Tubulointerstitial diseases US Medical PG Question 6: A 53-year-old woman presents with a severe headache, nausea, and vomiting for the past 48 hours. Vitals show a blood pressure of 220/134 mm Hg and a pulse of 88/min. Urinalysis shows a 2+ proteinuria and RBC casts. Which of the following renal lesions is most likely to be seen in this patient?
- A. Papillary necrosis
- B. Fibrinoid necrosis (Correct Answer)
- C. Acute tubular necrosis (ATN)
- D. Acute pyelonephritis
- E. Acute interstitial nephritis (AIN)
Tubulointerstitial diseases Explanation: ***Fibrinoid necrosis***
- The patient's presentation with **severe hypertension** (220/134 mm Hg), **proteinuria**, and **RBC casts** is highly suggestive of a **hypertensive crisis with malignant nephrosclerosis**.
- **Fibrinoid necrosis** refers to the accumulation of **fibrin-like material** in the walls of arterioles, a characteristic pathological finding in **malignant hypertension** leading to vascular damage in the kidney.
*Papillary necrosis*
- This condition is typically associated with **analgesic nephropathy**, **diabetes mellitus**, and **urinary tract obstruction** or **sickle cell disease**.
- While it can cause renal dysfunction, it does not directly explain the acute severe hypertension and RBC casts unique to hypertensive emergencies.
*Acute tubular necrosis (ATN)*
- While ATN can cause **acute kidney injury**, it is usually characterized by **muddy brown casts** and is often precipitated by **ischemic** or **nephrotoxic insults**.
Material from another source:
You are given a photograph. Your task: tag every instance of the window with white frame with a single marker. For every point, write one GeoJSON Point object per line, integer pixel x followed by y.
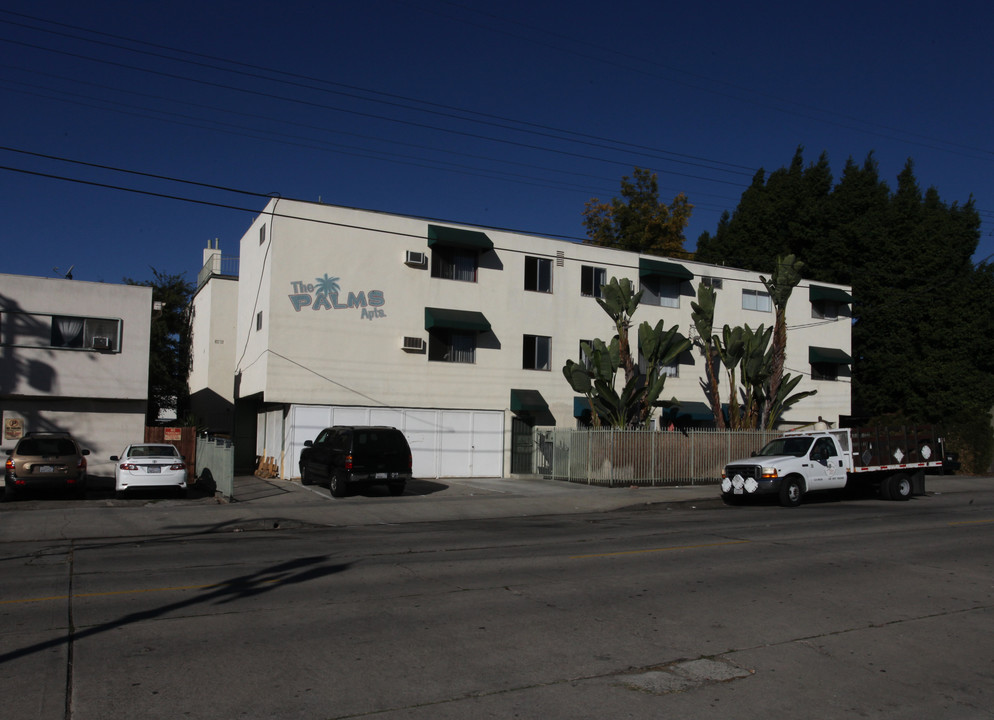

- The prominent hypertension and RBC casts point away from primary ATN in this context.
*Acute pyelonephritis*
- Acute pyelonephritis is an **infection of the kidney** characterized by **fever**, **flank pain**, and **pyuria** (white blood cells in urine), usually not severe hypertension and RBC casts.
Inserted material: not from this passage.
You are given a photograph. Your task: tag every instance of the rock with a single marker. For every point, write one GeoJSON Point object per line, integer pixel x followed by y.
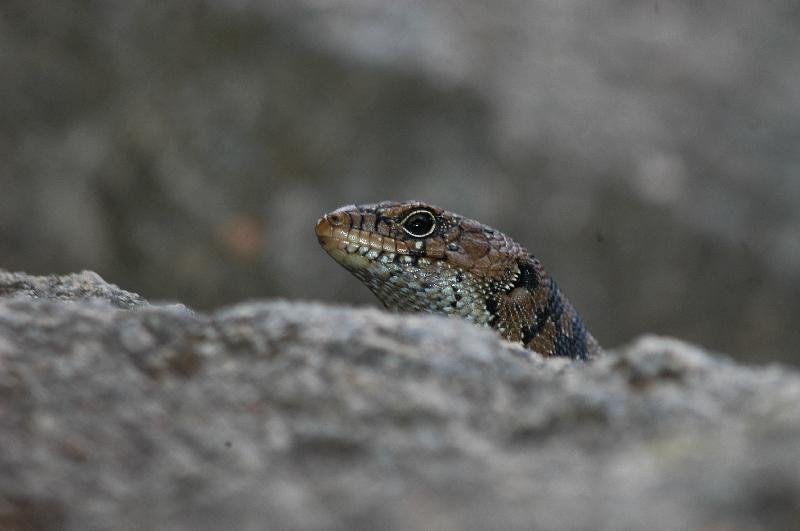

- The main findings in this patient are related to vascular damage, not infection.
*Acute interstitial nephritis (AIN)*
- AIN is often caused by **drug reactions** or systemic diseases, presenting with **fever**, **rash**, **eosinophilia**, and **white blood cell casts**.
- The clinical picture of severe hypertension and RBC casts is not typical for AIN.
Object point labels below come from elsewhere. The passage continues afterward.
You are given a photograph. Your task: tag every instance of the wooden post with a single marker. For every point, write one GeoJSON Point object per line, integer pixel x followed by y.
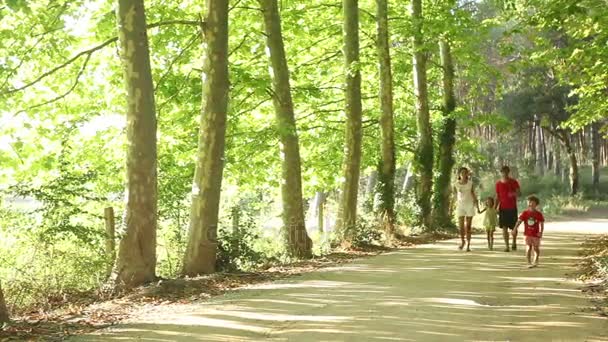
{"type": "Point", "coordinates": [320, 210]}
{"type": "Point", "coordinates": [3, 309]}
{"type": "Point", "coordinates": [110, 239]}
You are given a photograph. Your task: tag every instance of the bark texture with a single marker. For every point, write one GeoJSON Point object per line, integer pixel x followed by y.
{"type": "Point", "coordinates": [423, 160]}
{"type": "Point", "coordinates": [4, 316]}
{"type": "Point", "coordinates": [347, 214]}
{"type": "Point", "coordinates": [201, 252]}
{"type": "Point", "coordinates": [574, 176]}
{"type": "Point", "coordinates": [298, 242]}
{"type": "Point", "coordinates": [595, 142]}
{"type": "Point", "coordinates": [136, 261]}
{"type": "Point", "coordinates": [445, 162]}
{"type": "Point", "coordinates": [387, 125]}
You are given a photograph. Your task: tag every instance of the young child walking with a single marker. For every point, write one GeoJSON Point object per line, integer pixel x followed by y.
{"type": "Point", "coordinates": [490, 220]}
{"type": "Point", "coordinates": [534, 223]}
{"type": "Point", "coordinates": [466, 202]}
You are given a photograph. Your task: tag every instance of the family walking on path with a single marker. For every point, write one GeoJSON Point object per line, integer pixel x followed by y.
{"type": "Point", "coordinates": [505, 207]}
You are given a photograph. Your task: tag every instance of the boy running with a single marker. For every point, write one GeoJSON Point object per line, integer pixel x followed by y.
{"type": "Point", "coordinates": [507, 191]}
{"type": "Point", "coordinates": [534, 223]}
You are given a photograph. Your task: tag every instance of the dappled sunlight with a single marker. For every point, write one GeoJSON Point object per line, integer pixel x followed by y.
{"type": "Point", "coordinates": [421, 294]}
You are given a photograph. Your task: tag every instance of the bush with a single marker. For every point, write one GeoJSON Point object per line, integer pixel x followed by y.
{"type": "Point", "coordinates": [237, 246]}
{"type": "Point", "coordinates": [407, 209]}
{"type": "Point", "coordinates": [367, 233]}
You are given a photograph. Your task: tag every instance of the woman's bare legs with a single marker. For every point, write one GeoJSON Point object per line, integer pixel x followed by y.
{"type": "Point", "coordinates": [469, 221]}
{"type": "Point", "coordinates": [461, 226]}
Tubulointerstitial diseases US Medical PG Question 7: A 56-year-old African-American man comes to the physician for intermittent episodes of dark urine and mild flank pain. The patient has had 3 episodes of frank reddish discoloration of his urine within 1 month. He has chronic headaches and back pain for which he has been taking aspirin and ibuprofen daily for 1 year. The patient has sickle cell trait. He has smoked a pack of cigarettes daily for 10 years. He appears well. His temperature is 37.4°C (99.3°F). His pulse is 66/min, and his blood pressure is 150/90 mm Hg. Physical exam shows mild, bilateral flank tenderness. Laboratory analysis shows a serum creatinine concentration of 2.4 mg/dL. Urine studies are shown below.
Urine
Blood 3+
Protein 2+
RBC > 10/hpf
WBC 3/hpf
Which of the following is the most likely underlying cause of this patient's hematuria?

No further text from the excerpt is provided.